How to calculate the ROI of a logistics optimization project in the last mile

When someone on the team proposes to invest in route optimization software, the director's first question is always the same: And how much is this going to save me?

It's the right question. But the problem is that most companies only count part of the savings - fuel - and leave out the seven or eight concepts where real money is escaping every day without anyone seeing it on any bill.

This article gives you a method for calculating the full ROI of a logistics optimization project. Not with generic promises, but with specific variables that you can fill in with your company numbers.

Why the ROI of logistics is always underestimated

When it comes to logistics efficiency, the instinct is to look at the direct and visible costs: kilometers, liters of diesel, driving hours.
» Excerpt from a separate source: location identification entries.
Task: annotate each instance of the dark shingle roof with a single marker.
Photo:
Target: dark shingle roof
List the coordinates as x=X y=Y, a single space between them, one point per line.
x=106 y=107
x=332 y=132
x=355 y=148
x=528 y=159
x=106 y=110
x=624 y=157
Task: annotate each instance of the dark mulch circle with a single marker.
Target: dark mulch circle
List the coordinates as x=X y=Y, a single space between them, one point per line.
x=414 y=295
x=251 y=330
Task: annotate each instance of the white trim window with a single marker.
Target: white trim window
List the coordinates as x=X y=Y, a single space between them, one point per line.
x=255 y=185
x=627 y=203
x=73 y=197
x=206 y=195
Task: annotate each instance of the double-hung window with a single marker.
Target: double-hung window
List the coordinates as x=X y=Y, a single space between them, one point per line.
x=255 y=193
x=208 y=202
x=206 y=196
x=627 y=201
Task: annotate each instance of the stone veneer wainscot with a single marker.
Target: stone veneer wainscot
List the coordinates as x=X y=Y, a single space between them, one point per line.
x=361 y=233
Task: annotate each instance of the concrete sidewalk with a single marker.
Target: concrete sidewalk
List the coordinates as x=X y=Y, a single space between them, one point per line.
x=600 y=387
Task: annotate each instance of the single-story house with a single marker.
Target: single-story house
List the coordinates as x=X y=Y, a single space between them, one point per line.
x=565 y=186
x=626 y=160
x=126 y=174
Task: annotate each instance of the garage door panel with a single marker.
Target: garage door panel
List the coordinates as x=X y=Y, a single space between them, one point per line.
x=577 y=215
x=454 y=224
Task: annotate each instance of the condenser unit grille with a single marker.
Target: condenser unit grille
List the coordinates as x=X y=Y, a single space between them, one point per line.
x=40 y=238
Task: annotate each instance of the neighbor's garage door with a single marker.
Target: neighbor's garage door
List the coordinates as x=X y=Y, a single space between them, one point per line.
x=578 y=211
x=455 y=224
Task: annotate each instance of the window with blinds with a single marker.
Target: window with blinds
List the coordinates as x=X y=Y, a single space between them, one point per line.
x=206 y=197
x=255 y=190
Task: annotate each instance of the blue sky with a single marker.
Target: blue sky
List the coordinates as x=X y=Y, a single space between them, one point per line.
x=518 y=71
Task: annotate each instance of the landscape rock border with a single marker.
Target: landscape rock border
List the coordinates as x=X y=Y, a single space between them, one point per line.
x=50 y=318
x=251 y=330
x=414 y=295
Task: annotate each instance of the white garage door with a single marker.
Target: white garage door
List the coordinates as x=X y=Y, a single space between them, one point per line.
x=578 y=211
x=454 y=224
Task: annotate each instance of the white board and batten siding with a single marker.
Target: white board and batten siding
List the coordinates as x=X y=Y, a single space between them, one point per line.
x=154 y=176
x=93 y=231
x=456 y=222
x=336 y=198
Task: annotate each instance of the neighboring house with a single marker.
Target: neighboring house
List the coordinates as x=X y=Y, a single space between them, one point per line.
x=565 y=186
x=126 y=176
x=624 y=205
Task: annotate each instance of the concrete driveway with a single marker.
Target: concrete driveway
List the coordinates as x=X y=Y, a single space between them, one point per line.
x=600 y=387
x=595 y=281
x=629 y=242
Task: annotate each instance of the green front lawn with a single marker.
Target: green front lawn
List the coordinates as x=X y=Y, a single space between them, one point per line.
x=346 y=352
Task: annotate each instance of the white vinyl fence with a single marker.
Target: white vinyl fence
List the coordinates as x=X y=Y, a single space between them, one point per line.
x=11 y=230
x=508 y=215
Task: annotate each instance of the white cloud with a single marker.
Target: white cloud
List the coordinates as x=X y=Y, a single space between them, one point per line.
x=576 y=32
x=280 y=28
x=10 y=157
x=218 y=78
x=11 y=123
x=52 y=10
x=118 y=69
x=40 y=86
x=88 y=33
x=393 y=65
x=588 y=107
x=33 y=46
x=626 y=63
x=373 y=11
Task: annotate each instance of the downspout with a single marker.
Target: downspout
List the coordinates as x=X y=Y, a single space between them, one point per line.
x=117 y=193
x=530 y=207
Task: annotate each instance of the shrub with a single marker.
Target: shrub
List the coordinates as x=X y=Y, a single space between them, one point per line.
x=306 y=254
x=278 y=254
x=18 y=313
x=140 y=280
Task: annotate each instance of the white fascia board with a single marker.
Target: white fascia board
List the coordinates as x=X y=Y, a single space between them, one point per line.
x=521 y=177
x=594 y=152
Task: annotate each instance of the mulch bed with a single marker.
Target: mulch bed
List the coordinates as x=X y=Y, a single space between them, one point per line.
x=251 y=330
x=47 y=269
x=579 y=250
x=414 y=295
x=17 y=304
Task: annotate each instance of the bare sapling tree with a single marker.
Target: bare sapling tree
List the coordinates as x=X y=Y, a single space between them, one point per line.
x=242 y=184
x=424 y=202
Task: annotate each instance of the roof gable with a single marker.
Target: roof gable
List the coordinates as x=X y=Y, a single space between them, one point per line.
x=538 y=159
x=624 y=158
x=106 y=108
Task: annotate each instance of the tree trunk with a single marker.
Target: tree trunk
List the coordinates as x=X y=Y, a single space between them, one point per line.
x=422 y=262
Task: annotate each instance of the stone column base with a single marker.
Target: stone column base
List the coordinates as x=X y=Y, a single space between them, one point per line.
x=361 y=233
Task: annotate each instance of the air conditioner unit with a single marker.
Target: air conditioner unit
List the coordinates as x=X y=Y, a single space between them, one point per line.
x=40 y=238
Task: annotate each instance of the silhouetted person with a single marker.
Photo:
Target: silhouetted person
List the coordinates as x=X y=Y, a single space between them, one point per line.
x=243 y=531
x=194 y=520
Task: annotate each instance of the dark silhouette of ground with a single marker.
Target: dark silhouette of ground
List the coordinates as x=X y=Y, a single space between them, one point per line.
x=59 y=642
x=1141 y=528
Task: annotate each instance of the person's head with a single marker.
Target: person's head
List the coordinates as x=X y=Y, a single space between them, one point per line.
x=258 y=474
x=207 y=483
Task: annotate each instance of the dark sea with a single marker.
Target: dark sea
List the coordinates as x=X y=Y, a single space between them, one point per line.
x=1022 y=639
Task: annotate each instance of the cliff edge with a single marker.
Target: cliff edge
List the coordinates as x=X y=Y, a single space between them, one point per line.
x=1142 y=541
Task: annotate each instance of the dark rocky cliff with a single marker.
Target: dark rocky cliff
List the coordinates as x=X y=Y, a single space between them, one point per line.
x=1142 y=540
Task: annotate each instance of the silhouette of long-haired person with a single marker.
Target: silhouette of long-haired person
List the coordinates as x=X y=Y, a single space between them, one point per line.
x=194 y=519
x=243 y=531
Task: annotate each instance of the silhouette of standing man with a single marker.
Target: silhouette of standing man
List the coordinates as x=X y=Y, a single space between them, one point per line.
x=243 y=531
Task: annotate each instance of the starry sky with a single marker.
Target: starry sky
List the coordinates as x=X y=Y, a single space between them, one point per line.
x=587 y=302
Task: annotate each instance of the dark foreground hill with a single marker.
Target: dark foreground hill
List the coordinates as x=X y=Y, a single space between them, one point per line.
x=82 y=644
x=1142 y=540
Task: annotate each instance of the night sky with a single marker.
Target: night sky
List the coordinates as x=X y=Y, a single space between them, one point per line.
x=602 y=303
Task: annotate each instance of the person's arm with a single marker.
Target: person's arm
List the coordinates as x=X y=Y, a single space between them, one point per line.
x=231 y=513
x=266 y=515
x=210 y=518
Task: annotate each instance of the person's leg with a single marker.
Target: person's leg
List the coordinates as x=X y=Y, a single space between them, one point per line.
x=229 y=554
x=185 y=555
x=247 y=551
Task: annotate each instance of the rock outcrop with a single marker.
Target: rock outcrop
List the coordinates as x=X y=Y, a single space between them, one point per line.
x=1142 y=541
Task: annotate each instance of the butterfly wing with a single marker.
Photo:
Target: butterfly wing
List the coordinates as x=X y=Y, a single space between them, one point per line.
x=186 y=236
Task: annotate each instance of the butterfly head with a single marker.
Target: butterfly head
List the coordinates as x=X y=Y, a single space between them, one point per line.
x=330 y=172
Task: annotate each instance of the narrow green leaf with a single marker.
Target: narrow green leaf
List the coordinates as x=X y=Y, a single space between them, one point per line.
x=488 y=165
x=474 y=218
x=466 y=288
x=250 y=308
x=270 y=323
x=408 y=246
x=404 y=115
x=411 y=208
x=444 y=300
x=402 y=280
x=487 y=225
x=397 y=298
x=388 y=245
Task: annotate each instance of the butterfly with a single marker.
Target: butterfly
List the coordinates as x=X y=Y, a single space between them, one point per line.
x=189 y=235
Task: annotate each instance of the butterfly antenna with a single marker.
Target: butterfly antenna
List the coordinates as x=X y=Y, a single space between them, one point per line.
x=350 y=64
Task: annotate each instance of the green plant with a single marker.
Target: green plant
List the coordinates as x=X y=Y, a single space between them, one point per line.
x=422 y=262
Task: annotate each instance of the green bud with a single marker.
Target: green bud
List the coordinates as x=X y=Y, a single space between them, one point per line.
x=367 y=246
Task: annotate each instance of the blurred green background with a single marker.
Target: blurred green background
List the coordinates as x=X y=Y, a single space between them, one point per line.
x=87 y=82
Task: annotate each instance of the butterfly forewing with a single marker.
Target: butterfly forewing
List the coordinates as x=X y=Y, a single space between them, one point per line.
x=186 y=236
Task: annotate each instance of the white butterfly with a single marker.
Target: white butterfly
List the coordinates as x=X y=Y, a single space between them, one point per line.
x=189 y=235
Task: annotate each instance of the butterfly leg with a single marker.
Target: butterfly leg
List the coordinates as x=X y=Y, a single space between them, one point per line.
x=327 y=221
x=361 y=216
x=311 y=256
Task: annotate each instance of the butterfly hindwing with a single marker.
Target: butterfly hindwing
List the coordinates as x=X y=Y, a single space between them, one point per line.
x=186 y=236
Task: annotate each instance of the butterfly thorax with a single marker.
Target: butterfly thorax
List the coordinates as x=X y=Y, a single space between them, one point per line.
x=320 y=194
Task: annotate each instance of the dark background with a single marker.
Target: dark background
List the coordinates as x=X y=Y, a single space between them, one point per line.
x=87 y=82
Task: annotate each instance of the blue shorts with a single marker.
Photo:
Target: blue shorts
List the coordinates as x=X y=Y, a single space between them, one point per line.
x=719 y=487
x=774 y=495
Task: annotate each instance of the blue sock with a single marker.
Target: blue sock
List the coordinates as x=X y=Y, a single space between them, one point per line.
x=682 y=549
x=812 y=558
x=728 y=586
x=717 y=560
But an inefficient operation generates losses in layers that are harder to see:

  • The manager who arrives at 6 in the morning to plan routes by hand and finishes at 9
  • The customer who called three times this week and the fourth will no longer call — they will buy somewhere else
  • The customer service worker who spends half a day answering “where is my order?”
  • The day the holiday traffic chief left the operation in the hands of someone who didn't know how the routes worked

These costs do not appear on any line in the income statement. But they do exist. And they add up.

The 8 savings levers — with real examples

1. Reduction of kilometers, fuel and maintenance

It's the most tangible savings and the easiest to calculate. A route optimization engine reorganizes the order of stops to minimize the total distance traveled. In operations that are planned manually, the deviation from the optimal route is usually between 20% and 35%.

The calculation:

Imagine a company with 10 vans that travel an average of 150 km/day each:

  • Current kilometers per year: 10 × 150 × 250 days = 375,000 km/year
  • With a 30% reduction: 262,500 km/year — savings of 112,500 km
  • At an estimated cost of 0.35 €/km (fuel + maintenance + amortization): 39,375€ annual savings

And this is not to mention that fewer kilometers are also fewer revisions, fewer tires and less time in the workshop, or even savings for an entire vehicle.

2. Planning productivity: 3 hours to 15 minutes

If your team plans the routes by hand, calculate how much time they spend doing so each morning. In companies with 5—15 vehicles, it is common for a manager to spend between 1.5 and 3 hours a day on this task: downloading orders, assigning them by zones, sorting them, printing sheets or sending WhatsApps.

With optimization software, that same planning is done in 5—15 minutes.

The calculation:

  • Current planning time: 2 hours/day × 250 days = 500 hours/year
  • Optimized time: 15 min/day × 250 days = 62.5 hours/year
  • Savings: 437.5 hours/year — 87% less
  • If the manager's hourly cost is 20 €/h: 8,750€ in annual savings

But the real number isn't just the cost of those hours. That's what that manager can do with that time: deal with incidents, improve relationships with customers, or not start the day already exhausted.

3. Real-time information: fewer calls, better decisions

Without real-time visibility, managing a fleet is like playing chess with your eyes closed. When you don't know where each driver is or how the route is going, you manage with calls. Lots of calls.

With continuous monitoring:

  • The manager sees on the map if a route is being delayed and can act before the customer calls
  • Stops can be reassigned in real time if a driver has an unforeseen event
  • The customer automatically receives the updated ETA, without anyone having to call them

The invisible impact: each such interruption breaks the focus for at least 10—15 minutes. In a day with 15—20 follow-up calls, the manager loses between 2 and 4 hours of productive work.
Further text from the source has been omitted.